There has to be a better way to learn math

Cally Chisholm

Women comprise two thirds of the engineering department at Missouri Southern–a highly unusual and notable occurrence. 

I am pursuing this this topic because I am very passionate about women’s equality and was inspired by the International Day of Women and Girls in Science on Feb. 11.

I was overcome with curiosity about the students who are breaking stereotypes here on campus and the faculty who are training and teaching the next generation of builders, creators, innovators and leaders.

It peaks my curiosity as to why there aren’t more women pursuing careers in these fields.

The real issue boils down to getting a solid math framework as a young child. The problems go far beyond interest and personality.

Dr. Claudia Wilson brought this up in our interview and it really struck a chord with me. I’ve struggled with math for as long as I can remember, I wish that I could go back to my younger days so that I wouldn’t feel so far behind others in the subject.

I wish that I could’ve qualified for that Algebra 1 class in eighth grade instead of waiting to take it in high school.
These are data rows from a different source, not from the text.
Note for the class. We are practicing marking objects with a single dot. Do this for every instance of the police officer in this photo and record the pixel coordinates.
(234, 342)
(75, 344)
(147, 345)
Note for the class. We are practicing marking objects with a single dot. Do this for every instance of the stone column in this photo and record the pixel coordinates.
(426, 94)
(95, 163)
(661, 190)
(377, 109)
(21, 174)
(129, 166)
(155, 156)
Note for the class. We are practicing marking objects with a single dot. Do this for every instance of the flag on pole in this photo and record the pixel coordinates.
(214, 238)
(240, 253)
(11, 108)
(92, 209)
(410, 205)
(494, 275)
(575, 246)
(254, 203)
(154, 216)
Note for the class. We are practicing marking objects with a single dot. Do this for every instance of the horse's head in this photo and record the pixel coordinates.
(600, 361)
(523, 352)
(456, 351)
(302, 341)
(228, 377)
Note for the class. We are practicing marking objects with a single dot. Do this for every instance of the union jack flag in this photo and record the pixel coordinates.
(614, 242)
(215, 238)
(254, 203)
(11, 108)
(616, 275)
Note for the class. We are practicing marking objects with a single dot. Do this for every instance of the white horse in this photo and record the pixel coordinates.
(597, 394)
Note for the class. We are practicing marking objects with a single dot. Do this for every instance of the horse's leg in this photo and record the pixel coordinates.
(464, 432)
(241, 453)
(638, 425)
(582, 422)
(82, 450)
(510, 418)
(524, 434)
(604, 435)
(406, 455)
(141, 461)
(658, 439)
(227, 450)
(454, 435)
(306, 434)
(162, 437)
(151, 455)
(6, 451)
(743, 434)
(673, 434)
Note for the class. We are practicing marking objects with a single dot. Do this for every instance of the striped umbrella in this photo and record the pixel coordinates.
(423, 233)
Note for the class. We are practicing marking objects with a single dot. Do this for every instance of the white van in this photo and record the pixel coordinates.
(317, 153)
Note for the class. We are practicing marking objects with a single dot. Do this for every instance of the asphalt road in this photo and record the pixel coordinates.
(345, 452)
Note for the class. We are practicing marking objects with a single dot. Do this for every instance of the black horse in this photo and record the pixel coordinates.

I wish that the curriculum didn’t change when I moved from Tennessee to Missouri.

I wish I didn’t have to take an Intermediate Math course my freshman year of college just so I could pass College Algebra.

While I did find academic fulfillment elsewhere, there is that part of me that pokes at my insecurities when I see others excel in basic activities involving math.

For example, knowing how to make change may seem like a thoughtless act, but to me it turns my head to a tizzy trying to count in my head and when you add decimals to that– don’t expect me to have an answer any time soon.

This may seem like I’m excuses, and I admit cognitive dissonance did play a part in it.

I learned a valuable truth in my interview with Wilson, and it applies to reading or learning a language. A solid math curriculum is essential to ensures every student can succeed no matter what career she (or he) pursues.

Given the chance to excel in math at an age younger than 14 or 15, I truly think that the makeup of STEM fields will change.